Da habe ich dann keine Lust auf 1500Hm


----------



## chayenne06 (31. Mai 2012)

so - in zwei tagen startet das mtb festival! 
wie sieht es denn aus? wer reist am samstag an? hat jemand lust sich samstag vorab zu treffen, auf dem festival gelände? zum gemeinsamen kennenlernen außerhalb des forums hier? wer würde den vortrag denn sehen wollen? 
wäre doch nett sich vorab mal zu sehen - samstag ist ja noch ziemlich entspannt!


----------



## zestyfied (31. Mai 2012)

@ chayenne: Fährst du mit? ich reise erst am Sonntag an....war gestern nochmal fahren....ich bin ja gespannt auf Sonntag.
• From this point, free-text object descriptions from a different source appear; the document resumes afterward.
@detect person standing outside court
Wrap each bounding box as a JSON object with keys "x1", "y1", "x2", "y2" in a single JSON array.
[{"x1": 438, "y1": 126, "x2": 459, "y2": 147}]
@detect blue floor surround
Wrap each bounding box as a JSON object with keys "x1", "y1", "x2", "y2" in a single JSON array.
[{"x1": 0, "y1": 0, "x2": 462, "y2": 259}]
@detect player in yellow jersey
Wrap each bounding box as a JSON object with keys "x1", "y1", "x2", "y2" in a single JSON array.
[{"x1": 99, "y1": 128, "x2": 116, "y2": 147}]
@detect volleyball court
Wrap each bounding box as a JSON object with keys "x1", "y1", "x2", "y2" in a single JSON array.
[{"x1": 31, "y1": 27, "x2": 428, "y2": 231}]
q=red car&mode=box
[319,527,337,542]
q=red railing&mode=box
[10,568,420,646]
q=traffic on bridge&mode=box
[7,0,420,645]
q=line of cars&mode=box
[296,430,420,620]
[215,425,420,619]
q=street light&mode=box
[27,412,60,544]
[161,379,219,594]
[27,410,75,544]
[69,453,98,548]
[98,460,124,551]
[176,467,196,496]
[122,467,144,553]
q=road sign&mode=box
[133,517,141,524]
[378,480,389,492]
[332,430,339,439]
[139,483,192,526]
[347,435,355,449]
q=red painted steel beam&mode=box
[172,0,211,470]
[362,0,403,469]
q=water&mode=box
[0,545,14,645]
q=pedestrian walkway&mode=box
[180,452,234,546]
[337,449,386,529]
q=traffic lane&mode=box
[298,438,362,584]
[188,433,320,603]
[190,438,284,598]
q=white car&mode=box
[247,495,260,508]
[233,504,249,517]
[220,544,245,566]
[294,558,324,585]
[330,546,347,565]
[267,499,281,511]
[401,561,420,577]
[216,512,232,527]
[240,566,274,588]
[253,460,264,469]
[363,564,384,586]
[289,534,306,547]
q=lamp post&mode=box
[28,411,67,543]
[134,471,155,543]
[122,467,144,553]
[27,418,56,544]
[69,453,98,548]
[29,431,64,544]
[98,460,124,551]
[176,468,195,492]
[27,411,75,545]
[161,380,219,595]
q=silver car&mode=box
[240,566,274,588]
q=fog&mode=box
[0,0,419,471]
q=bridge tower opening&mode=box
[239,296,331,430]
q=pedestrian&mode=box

Unter 2:20 Std wär mal ein Ziel!


----------



## chayenne06 (31. Mai 2012)

na da kannst bei mir noch ne std.dran hängen  unter 3 h wäre schon mein super ziel! 
denke schon dass ich mit fahre...


----------



## zestyfied (31. Mai 2012)

aber du warst doch so schnell letztes Jahr! Für die Zeit muss ich schon gescheid schnaufen. War gestern noch am Kesselberg Intervalle fahren....meine Güte!!! Grundlage kein Problem, aber das reintreten schon =(


----------



## MTB-News.de




----------



## chayenne06 (31. Mai 2012)

ja aber letztes jahr waren es auch nur 30 km! und die hm sind dieses jahr auch etwas mehr. die km von 44 stimmen. 
der kurze anstieg vom ort hoch zu der wallberg talstation, wird dieses jahr auch gleich 2mal gefahren. letztes jahr kam der nur am schluss. an sich alles keine nennenswerten steigungen - ist wenigstens nix steiles dabei. bis  zur schwarzentenn gehts eher schön flach hoch.


----------



## zestyfied (31. Mai 2012)

Ah ok, das wusste ich nicht! Ich bin mal 35 mit 800 hm in grad so unter 2 Std gefahren....und erfahrungsgemäß steiger ich mich nicht so, ich fahr halt....kleines uhrenwert. einmal am kurbeln, dann kurbeln....daher wird das mit 2:20 schon knapp =) oder ich hab nen Motor an dem Tag, keine Ahnung!


----------



## chayenne06 (31. Mai 2012)

ach das schaffst du bestimmt! 
ich kann halt erst auf dem runterweg gas geben - bergauf muss ich meine wenigen körner gut einteilen... da werden bestimmt (fast) alle an mir vorbei ziehen  was solls. ist eh noch ein anderes feeling wenn da leute stehen und einen anfeuern  und es kommt auch viel auf die tagesform an!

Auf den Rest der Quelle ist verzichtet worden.